Upaya perbaikan tidak bisa berhenti pada penyusunan kebijakan, tetapi harus menyentuh aspek yang lebih fundamental: manusia dan kelembagaan. Transformasi pemerintahan digital, seperti disampaikan Dunleavy dan Margetts, bukan hanya soal membangun aplikasi baru, melainkan memperkuat kualitas birokrat yang mengoperasikannya.
Pegawai di garda terdepan perlu dibekali empati, kemampuan mengambil keputusan cepat, dan keberanian bertindak dalam situasi gawat darurat—alih-alih bersembunyi di balik frase “maaf, aturannya begitu”. Organisasi publik pun wajib membangun budaya yang mendukung inisiatif, bukan menghukumnya. Evaluasi kinerja perlu bergeser, dari sekadar kepatuhan administratif menuju indikator yang benar-benar mencerminkan respons yang tanggap dan kualitas layanan kepada warga.
Baca juga:
Perbaikan manusia dan organisasi harus berjalan seiring dengan pemanfaatan teknologi sebagai alat antisipasi, bukan sekadar instrumen respons.

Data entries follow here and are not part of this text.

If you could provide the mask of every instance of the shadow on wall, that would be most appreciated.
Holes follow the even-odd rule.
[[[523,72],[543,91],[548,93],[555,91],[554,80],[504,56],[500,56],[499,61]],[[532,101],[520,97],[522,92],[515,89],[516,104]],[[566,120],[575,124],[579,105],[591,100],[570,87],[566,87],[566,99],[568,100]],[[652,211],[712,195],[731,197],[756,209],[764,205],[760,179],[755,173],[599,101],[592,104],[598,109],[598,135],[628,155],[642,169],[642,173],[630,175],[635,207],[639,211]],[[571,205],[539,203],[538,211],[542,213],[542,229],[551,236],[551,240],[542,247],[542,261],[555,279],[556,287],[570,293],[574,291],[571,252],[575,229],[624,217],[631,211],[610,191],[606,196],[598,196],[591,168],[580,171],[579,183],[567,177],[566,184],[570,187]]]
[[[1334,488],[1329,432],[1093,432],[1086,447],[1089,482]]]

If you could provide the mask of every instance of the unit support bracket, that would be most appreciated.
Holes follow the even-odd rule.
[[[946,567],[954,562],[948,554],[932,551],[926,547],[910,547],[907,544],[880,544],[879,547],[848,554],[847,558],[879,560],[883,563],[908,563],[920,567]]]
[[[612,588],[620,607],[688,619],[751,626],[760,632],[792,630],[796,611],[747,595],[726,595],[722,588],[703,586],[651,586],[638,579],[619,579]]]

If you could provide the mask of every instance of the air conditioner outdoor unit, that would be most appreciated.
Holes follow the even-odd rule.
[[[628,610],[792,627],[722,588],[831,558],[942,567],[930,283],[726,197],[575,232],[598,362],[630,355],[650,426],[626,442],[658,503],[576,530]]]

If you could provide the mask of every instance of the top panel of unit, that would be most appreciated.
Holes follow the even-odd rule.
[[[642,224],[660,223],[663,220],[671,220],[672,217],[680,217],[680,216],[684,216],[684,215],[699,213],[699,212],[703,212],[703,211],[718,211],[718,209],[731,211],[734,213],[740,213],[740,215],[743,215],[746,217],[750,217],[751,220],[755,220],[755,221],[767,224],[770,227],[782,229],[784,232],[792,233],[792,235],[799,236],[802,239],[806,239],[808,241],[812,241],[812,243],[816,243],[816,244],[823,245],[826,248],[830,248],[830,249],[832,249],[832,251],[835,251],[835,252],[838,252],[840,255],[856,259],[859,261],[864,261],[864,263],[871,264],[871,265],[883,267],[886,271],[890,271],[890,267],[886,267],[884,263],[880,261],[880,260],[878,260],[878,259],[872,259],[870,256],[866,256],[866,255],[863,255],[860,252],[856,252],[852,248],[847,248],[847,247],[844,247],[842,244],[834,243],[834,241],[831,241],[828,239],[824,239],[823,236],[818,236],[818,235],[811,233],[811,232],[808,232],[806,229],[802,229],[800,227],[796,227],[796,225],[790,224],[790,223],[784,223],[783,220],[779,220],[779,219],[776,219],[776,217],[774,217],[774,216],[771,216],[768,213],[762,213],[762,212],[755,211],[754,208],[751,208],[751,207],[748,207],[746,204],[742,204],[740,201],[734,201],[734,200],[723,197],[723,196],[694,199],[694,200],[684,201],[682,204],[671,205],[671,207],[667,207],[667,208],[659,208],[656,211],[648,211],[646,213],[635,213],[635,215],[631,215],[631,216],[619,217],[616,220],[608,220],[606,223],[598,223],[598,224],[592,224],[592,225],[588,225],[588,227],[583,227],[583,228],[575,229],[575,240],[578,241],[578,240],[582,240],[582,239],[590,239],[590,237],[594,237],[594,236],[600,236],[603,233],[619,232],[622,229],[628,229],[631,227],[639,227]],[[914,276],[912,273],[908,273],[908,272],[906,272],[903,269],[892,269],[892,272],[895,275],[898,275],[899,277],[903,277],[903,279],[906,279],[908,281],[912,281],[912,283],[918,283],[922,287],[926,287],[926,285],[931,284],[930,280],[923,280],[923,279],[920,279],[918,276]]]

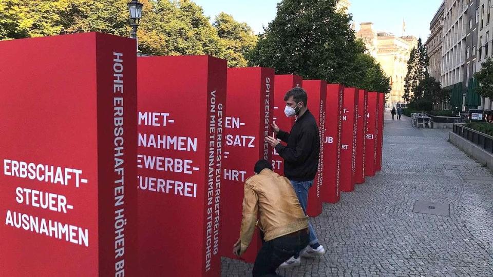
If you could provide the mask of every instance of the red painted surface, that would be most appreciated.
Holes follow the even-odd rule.
[[[376,143],[377,103],[378,92],[368,92],[368,110],[366,116],[366,141],[365,145],[365,175],[375,175],[375,161]]]
[[[219,276],[226,61],[138,60],[139,274]]]
[[[359,90],[358,101],[358,131],[356,133],[356,184],[365,183],[365,145],[366,144],[366,116],[368,112],[368,93],[364,89]]]
[[[378,117],[377,122],[378,124],[378,133],[377,137],[376,146],[376,163],[375,164],[375,169],[377,171],[382,170],[382,153],[384,143],[384,115],[385,112],[385,94],[378,93]]]
[[[88,33],[0,52],[0,275],[137,275],[135,41]]]
[[[282,130],[289,132],[294,124],[295,117],[288,117],[284,113],[286,103],[284,95],[293,88],[301,87],[302,79],[300,76],[293,74],[275,75],[276,85],[274,88],[274,122]],[[283,145],[286,144],[281,142]],[[272,150],[272,167],[279,175],[284,175],[284,160],[279,155],[275,149]]]
[[[318,125],[320,134],[320,158],[318,171],[313,181],[313,185],[308,192],[308,206],[307,214],[316,216],[322,213],[322,199],[320,195],[324,184],[324,139],[325,137],[326,101],[327,101],[327,83],[320,80],[304,80],[303,88],[308,96],[309,109],[315,117]]]
[[[233,246],[241,223],[244,184],[255,174],[260,159],[271,161],[272,148],[265,137],[272,135],[274,72],[272,68],[228,68],[221,193],[221,254],[236,259]],[[245,97],[248,95],[248,97]],[[255,261],[261,247],[258,230],[241,259]]]
[[[327,85],[324,145],[324,182],[322,201],[335,203],[340,199],[340,146],[344,86]]]

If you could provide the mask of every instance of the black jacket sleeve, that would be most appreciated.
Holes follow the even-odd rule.
[[[276,151],[288,162],[302,163],[310,155],[313,148],[314,135],[316,136],[316,134],[313,133],[311,130],[301,132],[296,147],[291,148],[279,143],[276,146]]]
[[[277,135],[276,136],[283,142],[288,143],[288,140],[289,139],[289,133],[279,129],[279,132],[277,133]]]

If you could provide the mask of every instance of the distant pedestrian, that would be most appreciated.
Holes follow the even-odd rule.
[[[401,115],[402,115],[402,108],[399,107],[397,108],[397,118],[401,120]]]

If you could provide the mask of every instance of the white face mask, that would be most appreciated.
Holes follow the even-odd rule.
[[[298,104],[299,104],[299,103],[298,103]],[[298,107],[298,105],[297,105],[296,107]],[[288,117],[291,116],[294,116],[296,114],[296,112],[297,112],[296,110],[295,109],[295,108],[294,109],[293,109],[293,108],[291,108],[291,107],[288,105],[286,105],[286,108],[284,108],[285,114],[286,114],[286,116],[288,116]]]

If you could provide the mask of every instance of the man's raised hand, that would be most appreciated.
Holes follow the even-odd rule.
[[[279,133],[279,127],[276,125],[276,123],[273,122],[271,126],[272,126],[272,130],[274,131],[274,132],[277,134]]]

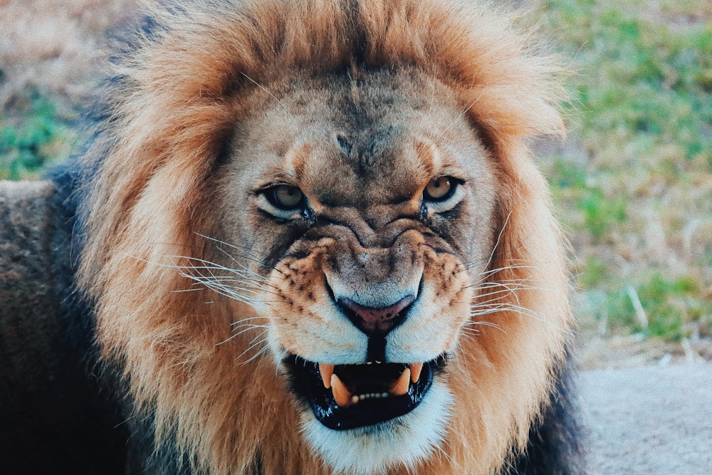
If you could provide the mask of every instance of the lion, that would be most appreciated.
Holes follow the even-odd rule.
[[[529,146],[563,133],[560,69],[516,14],[458,0],[149,9],[83,155],[27,196],[6,190],[4,221],[37,221],[7,239],[29,236],[44,261],[4,271],[4,300],[42,286],[3,320],[47,322],[51,352],[16,325],[29,346],[9,352],[23,380],[3,400],[68,414],[9,437],[6,459],[580,473],[565,241]],[[61,395],[18,396],[55,375]]]

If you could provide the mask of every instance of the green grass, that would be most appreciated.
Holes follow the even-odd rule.
[[[575,71],[572,145],[542,166],[582,325],[712,335],[712,8],[550,0],[540,14]]]
[[[28,86],[12,109],[13,118],[0,120],[0,179],[37,178],[69,156],[76,139],[73,117],[58,112],[51,97]]]

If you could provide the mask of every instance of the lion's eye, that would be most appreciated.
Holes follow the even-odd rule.
[[[430,202],[443,202],[449,198],[457,184],[452,177],[438,177],[430,180],[425,190],[423,192],[423,197]]]
[[[307,198],[298,187],[275,184],[257,194],[257,207],[282,219],[297,219],[307,207]]]
[[[266,192],[266,197],[271,204],[285,210],[300,208],[304,200],[302,190],[288,184],[272,187]]]
[[[436,213],[452,209],[465,197],[464,181],[454,177],[434,178],[423,190],[423,204]]]

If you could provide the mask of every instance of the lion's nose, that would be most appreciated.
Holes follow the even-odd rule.
[[[403,323],[408,306],[415,300],[407,296],[395,303],[382,308],[365,307],[350,298],[338,300],[344,313],[356,327],[368,337],[384,337]]]

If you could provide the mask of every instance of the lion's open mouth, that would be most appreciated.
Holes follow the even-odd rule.
[[[383,422],[413,410],[443,358],[429,362],[329,365],[289,358],[295,389],[317,419],[343,430]]]

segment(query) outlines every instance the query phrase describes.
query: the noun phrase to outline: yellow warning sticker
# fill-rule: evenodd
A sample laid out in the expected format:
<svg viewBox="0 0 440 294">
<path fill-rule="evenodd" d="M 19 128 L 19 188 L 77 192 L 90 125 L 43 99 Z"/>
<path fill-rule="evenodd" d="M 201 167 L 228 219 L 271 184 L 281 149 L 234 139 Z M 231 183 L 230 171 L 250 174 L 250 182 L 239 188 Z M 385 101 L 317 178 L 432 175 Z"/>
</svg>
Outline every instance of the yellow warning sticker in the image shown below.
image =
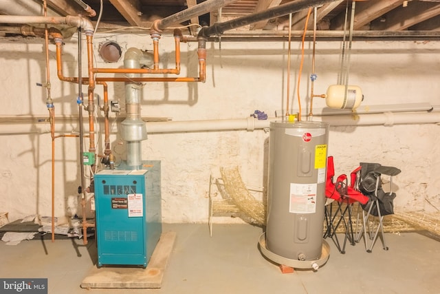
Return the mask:
<svg viewBox="0 0 440 294">
<path fill-rule="evenodd" d="M 315 147 L 315 169 L 324 169 L 327 160 L 327 145 L 316 145 Z"/>
</svg>

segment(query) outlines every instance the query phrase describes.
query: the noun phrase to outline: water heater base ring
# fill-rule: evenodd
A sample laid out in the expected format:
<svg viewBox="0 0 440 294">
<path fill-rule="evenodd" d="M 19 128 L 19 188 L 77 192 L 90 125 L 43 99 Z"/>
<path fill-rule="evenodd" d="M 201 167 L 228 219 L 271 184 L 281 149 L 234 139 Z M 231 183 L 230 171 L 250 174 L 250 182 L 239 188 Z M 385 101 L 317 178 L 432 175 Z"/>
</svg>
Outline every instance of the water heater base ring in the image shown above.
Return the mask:
<svg viewBox="0 0 440 294">
<path fill-rule="evenodd" d="M 324 265 L 329 259 L 330 255 L 330 246 L 324 240 L 322 240 L 322 250 L 321 251 L 321 256 L 318 260 L 291 260 L 289 258 L 283 258 L 278 254 L 275 254 L 273 252 L 269 251 L 266 247 L 266 234 L 263 233 L 260 235 L 258 240 L 258 244 L 260 246 L 260 251 L 261 253 L 267 258 L 269 260 L 276 262 L 278 264 L 283 264 L 287 266 L 293 267 L 294 269 L 314 269 L 317 270 L 318 267 Z"/>
</svg>

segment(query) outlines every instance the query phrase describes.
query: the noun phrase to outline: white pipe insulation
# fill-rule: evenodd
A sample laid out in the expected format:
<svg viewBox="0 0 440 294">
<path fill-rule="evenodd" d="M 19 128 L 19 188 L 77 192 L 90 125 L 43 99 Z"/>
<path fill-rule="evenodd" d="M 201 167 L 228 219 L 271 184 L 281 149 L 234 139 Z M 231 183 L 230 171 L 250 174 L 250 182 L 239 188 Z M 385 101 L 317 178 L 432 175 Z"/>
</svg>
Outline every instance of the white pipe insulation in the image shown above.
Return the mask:
<svg viewBox="0 0 440 294">
<path fill-rule="evenodd" d="M 258 120 L 253 117 L 238 119 L 221 119 L 206 120 L 183 120 L 146 123 L 147 131 L 150 134 L 184 133 L 196 132 L 221 132 L 232 130 L 253 131 L 270 127 L 271 121 L 280 120 L 281 118 L 270 118 Z M 440 112 L 415 113 L 384 112 L 372 114 L 335 115 L 314 116 L 315 121 L 329 123 L 331 127 L 338 126 L 366 126 L 394 125 L 439 124 Z M 60 121 L 59 120 L 58 120 Z M 55 124 L 56 133 L 78 133 L 77 123 L 69 123 L 72 131 L 67 130 L 67 124 Z M 88 132 L 85 125 L 85 132 Z M 113 128 L 111 133 L 116 134 L 117 127 Z M 0 123 L 0 135 L 45 134 L 50 133 L 50 125 L 47 122 L 36 123 Z"/>
</svg>

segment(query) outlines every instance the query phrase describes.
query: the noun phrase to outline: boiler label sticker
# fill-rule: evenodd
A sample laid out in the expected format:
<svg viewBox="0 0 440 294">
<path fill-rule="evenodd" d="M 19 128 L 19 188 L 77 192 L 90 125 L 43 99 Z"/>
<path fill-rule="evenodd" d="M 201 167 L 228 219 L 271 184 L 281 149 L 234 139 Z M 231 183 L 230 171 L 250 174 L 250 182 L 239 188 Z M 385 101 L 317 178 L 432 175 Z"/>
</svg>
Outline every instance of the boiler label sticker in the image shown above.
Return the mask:
<svg viewBox="0 0 440 294">
<path fill-rule="evenodd" d="M 142 194 L 129 194 L 129 218 L 144 216 Z"/>
<path fill-rule="evenodd" d="M 324 169 L 327 162 L 327 145 L 315 146 L 315 169 Z"/>
<path fill-rule="evenodd" d="M 318 184 L 290 184 L 289 212 L 314 213 L 316 212 Z"/>
<path fill-rule="evenodd" d="M 111 208 L 113 209 L 126 209 L 126 198 L 111 198 Z"/>
</svg>

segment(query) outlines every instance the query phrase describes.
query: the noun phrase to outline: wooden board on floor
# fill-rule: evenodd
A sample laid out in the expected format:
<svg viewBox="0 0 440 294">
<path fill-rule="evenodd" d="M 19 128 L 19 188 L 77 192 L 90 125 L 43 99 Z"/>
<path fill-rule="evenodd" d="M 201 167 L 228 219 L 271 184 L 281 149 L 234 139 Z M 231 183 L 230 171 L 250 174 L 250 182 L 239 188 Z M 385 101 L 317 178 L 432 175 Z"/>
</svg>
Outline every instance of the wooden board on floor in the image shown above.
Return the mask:
<svg viewBox="0 0 440 294">
<path fill-rule="evenodd" d="M 146 269 L 94 266 L 81 288 L 160 288 L 175 238 L 175 232 L 161 235 Z"/>
</svg>

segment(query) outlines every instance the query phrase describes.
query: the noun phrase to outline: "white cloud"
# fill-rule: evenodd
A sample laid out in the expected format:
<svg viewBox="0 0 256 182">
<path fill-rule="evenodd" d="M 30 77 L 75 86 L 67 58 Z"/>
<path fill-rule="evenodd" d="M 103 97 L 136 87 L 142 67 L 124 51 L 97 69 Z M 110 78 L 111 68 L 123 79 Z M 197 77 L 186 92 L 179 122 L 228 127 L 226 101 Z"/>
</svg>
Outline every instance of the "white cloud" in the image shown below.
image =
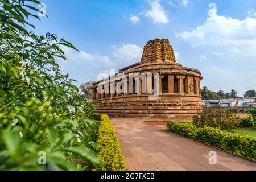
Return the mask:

Literatur tentang anticipatory governance menekankan pentingnya sistem yang bisa membaca tanda-tanda awal persoalan sebelum berubah menjadi krisis.
Pemerintah dapat mengembangkan dashboard real time yang memetakan keluhan masyarakat, menandai sektor atau wilayah yang menunjukkan lonjakan masalah, dan menggerakkan pimpinan untuk mengambil langkah korektif secara cepat.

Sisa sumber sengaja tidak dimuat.